En larmes dès ses premiers mots - "ma sœur est innocente" - C. confie son "incompréhension" lorsqu’elle a appris, par la presse, le geste de sa sœur. Sans le regretter, elle reconnaît qu’il "y avait des solutions, en Suisse par exemple". "On aurait pu en discuter", ajoute-t-elle. Et de défendre, les yeux rougis par la tristesse, "un sacrifice" de sa sœur, appelant à la création d’un nouveau cadre légal. "Je trouve ça tellement plus facile de mettre ses ainés en Ehpad… J’espère juste qu’il n’a rien senti et qu’il est parti paisiblement", conclut-elle. La médecin légiste écartera néanmoins la piste d'une mort douce et sans souffrance, évoquant "quelques minutes" d'agonie, qu'elle caractérise de brève, sans pouvoir être plus précise. "Il faut que ça change dans ce pays, il faut une aide pour les familles", a lancé, très affecté, le père de l'accusée.

Une tromperie comme déclencheur ?

L’enchaînement des événements ce 23 août 2020 a par ailleurs interrogé l’avocat général qui tente de son côté de recentrer le débat sur la "dignité" d'une telle mort et la volonté réelle de mettre fin à ses souffrances. La veille, F.M, conjoint d'alors de l'accusée, père de ses deux enfants, lui annonce qu’il part coucher avec une autre femme, se sentant délaissé "comme un meuble" et voulant réaffirmer sa "liberté", lui qui dormait sur le canapé depuis plusieurs semaines. "Je voulais qu’elle comprenne que c’était fini entre nous" explique celui qui qualifie le geste de son ex-conjointe d’"acte de charité". Le lendemain, une discussion de plusieurs heures s’engage en début d’après-midi avec E.G. Vers 17 h 30, "la discussion tourne en rond" explique-t-il, et décide de quitter le domicile familial.
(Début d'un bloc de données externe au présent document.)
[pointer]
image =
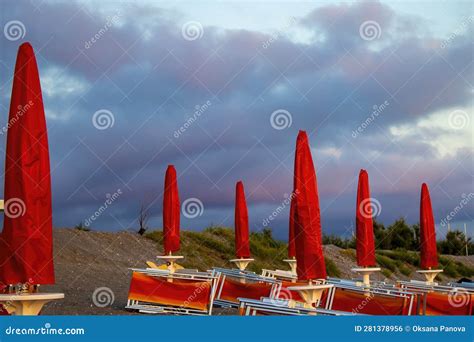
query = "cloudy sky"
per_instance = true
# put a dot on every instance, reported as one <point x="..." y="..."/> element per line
<point x="220" y="90"/>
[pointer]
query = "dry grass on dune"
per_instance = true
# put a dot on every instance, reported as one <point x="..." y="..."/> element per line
<point x="88" y="260"/>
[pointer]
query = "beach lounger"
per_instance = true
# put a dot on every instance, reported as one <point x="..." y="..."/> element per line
<point x="272" y="306"/>
<point x="451" y="299"/>
<point x="185" y="292"/>
<point x="235" y="284"/>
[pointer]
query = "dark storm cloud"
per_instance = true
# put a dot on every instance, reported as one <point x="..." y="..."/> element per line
<point x="143" y="71"/>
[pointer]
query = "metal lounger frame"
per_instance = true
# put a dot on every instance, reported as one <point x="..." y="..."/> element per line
<point x="154" y="308"/>
<point x="247" y="275"/>
<point x="250" y="307"/>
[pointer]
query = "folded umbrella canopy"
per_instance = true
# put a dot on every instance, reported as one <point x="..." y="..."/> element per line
<point x="429" y="256"/>
<point x="308" y="239"/>
<point x="171" y="215"/>
<point x="364" y="226"/>
<point x="291" y="237"/>
<point x="242" y="248"/>
<point x="26" y="249"/>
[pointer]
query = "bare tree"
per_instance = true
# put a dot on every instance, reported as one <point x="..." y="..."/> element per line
<point x="142" y="220"/>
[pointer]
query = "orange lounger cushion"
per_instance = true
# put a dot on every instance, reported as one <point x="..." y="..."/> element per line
<point x="287" y="294"/>
<point x="358" y="302"/>
<point x="184" y="293"/>
<point x="460" y="303"/>
<point x="233" y="289"/>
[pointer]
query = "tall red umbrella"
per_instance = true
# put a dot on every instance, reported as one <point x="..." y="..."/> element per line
<point x="26" y="248"/>
<point x="429" y="255"/>
<point x="171" y="215"/>
<point x="364" y="224"/>
<point x="308" y="238"/>
<point x="242" y="247"/>
<point x="291" y="237"/>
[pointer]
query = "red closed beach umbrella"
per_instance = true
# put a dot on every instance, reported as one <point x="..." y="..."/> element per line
<point x="171" y="214"/>
<point x="308" y="236"/>
<point x="364" y="226"/>
<point x="242" y="247"/>
<point x="291" y="237"/>
<point x="429" y="255"/>
<point x="26" y="248"/>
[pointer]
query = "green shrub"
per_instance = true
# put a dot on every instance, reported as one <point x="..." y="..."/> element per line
<point x="331" y="268"/>
<point x="386" y="262"/>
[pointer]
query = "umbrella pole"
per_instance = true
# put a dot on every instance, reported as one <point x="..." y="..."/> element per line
<point x="365" y="272"/>
<point x="311" y="293"/>
<point x="292" y="263"/>
<point x="242" y="263"/>
<point x="170" y="261"/>
<point x="430" y="275"/>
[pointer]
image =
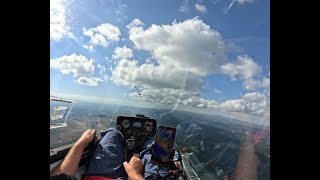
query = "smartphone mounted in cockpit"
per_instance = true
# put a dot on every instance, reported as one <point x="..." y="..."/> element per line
<point x="136" y="131"/>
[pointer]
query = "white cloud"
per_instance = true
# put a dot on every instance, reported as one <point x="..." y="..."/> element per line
<point x="122" y="53"/>
<point x="184" y="8"/>
<point x="130" y="73"/>
<point x="241" y="2"/>
<point x="102" y="69"/>
<point x="217" y="91"/>
<point x="244" y="1"/>
<point x="253" y="84"/>
<point x="101" y="35"/>
<point x="58" y="21"/>
<point x="190" y="45"/>
<point x="78" y="65"/>
<point x="244" y="68"/>
<point x="251" y="103"/>
<point x="135" y="23"/>
<point x="201" y="8"/>
<point x="181" y="55"/>
<point x="89" y="81"/>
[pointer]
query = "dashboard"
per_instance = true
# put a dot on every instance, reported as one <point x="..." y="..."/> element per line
<point x="136" y="130"/>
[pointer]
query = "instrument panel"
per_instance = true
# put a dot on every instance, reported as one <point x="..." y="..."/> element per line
<point x="136" y="130"/>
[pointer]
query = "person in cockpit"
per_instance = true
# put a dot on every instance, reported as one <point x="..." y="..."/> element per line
<point x="107" y="161"/>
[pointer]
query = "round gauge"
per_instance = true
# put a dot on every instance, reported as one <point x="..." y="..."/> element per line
<point x="125" y="123"/>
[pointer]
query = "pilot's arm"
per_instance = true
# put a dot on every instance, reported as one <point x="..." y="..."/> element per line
<point x="134" y="168"/>
<point x="71" y="162"/>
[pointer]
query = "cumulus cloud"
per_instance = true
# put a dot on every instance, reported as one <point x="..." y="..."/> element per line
<point x="89" y="81"/>
<point x="181" y="55"/>
<point x="190" y="45"/>
<point x="58" y="21"/>
<point x="241" y="2"/>
<point x="184" y="8"/>
<point x="244" y="1"/>
<point x="135" y="23"/>
<point x="130" y="73"/>
<point x="122" y="53"/>
<point x="78" y="65"/>
<point x="201" y="8"/>
<point x="251" y="103"/>
<point x="217" y="91"/>
<point x="244" y="68"/>
<point x="101" y="35"/>
<point x="253" y="84"/>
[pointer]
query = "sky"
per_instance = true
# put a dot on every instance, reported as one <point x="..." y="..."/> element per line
<point x="204" y="56"/>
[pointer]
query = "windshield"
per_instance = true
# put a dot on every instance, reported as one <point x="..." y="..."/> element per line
<point x="202" y="67"/>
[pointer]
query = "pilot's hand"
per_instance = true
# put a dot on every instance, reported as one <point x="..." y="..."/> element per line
<point x="86" y="137"/>
<point x="134" y="167"/>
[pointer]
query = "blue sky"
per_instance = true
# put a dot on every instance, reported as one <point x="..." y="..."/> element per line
<point x="214" y="55"/>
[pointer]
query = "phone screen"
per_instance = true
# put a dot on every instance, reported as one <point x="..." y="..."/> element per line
<point x="163" y="145"/>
Environ deux heures plus tard, E.G commet l’irréparable. "Vous ne vous êtes pas interrogé sur ce timing", lance l’avocat général à F.M, désorienté. 

Jeudi 3 octobre, E.G sera entendu sur les faits et pour un interrogatoire de personnalité. Il devrait notamment permettre d'éclairer encore un peu plus le rapport à son grand-père, alors que le directeur d'enquête auditionné ce mercredi a évoqué "un manque de reconnaissance" des parents dont souffrirait E.G, notamment vis-à-vis de sa petite sœur. Très proche du patriarche, elle l'a moins vu lors de sa dernière année de vie, ce qui fait dire, en creux, à l'avocat général, qu'elle aurait pu ne pas supporter la dégradation de l'état de santé de celui qu'elle considérait comme son modèle. L’avocat général prendra ses réquisitions à l’encontre de l’accusée qui encourt la prison à perpétuité avant la plaidoirie de l’avocat de la défense, Me Claus.